A Python dictionary is a data structure that can be used for a variety of operations, making it a prolific programming tool. It stores data in the form of key-value pairs, i.e. each data can be tagged with a unique key. Keys in a dictionary are identifiers associated with different values that can be accessed, modified, and deleted.
Keys can be sorted and extracted in different orders depending on the task. In this article, we will discuss the similar concept of extracting N maximum dictionary keys. We will operate on these unique keys and extract the relevant data.
Understanding Questions
Consider a dictionary with random unique key values, our task is to separate the largest N keys from the dictionary. Let us understand this through an example -
Input and output scenarios
Let us consider a dictionary with the following values -
Input: dict1 = {12 : 10, 22 : 12, 18 : 4, 4 : 8, 20 : 14, 9 : 13}
If the value of N is 4, return the four largest key values in the original dictionary.
Output: [22, 20, 18, 12]
Return at most N key values. Now that we understand the problem statement, let's discuss some solutions.
Using iteration and Max()
This is the basic way to extract the N largest keys from a dictionary. We will create a dictionary and two empty lists to store the maximum value and the reference value respectively. After that, we will pass the "N" value and extract the key value with the help of iteration and ".items()" method.
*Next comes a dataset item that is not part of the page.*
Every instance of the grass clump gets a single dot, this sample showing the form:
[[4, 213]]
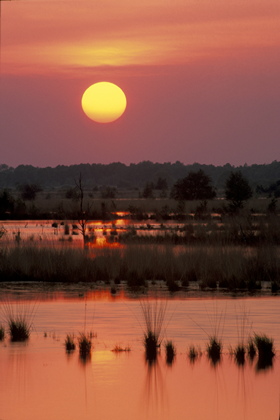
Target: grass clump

These extracted values will be stored in a list (Maxlis). We will iterate over the appended dictionary keys "N" times again and extract all the maximum values. On each iteration, the largest key value is removed from the list and the list with the largest N keys (Nlargest) is printed.
Example
The following is an example of extracting the N largest dictionary keys using iteration and appending -
dict1 = {12 : 10, 22 : 12, 18 : 4, 4 : 8, 20 : 14, 9 : 13} Maxlis = [] N = 4 Nlargest = [] print(f"The original dictionary is: {dict1}") for keys, values in dict1.items(): Maxlis.append(keys) for x in range(N): maxval = max(Maxlis) Nlargest.append(maxval) Maxlis.remove(maxval) print(f"The list of N largest dictionaries keys: {Nlargest}")
Output
The original dictionary is: {12: 10, 22: 12, 18: 4, 4: 8, 20: 14, 9: 13} The list of N largest dictionaries keys: [22, 20, 18, 12]
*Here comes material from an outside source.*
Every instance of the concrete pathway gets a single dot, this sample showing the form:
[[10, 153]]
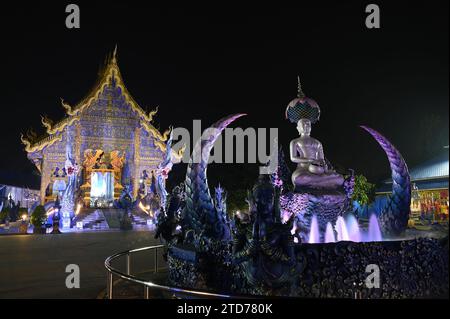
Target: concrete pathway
[[33, 266]]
Using iteration with Sorted() Lambda
This is an advanced method of extracting the N largest keys. In this method we will retrieve all dictionary keys using iteration and ".items()" method. We will use the "key" parameter in the "sorted()" function to specify another function (lambda) to handle the extraction logic. The lambda function extracts the keys and the sorted() function sorts them in order.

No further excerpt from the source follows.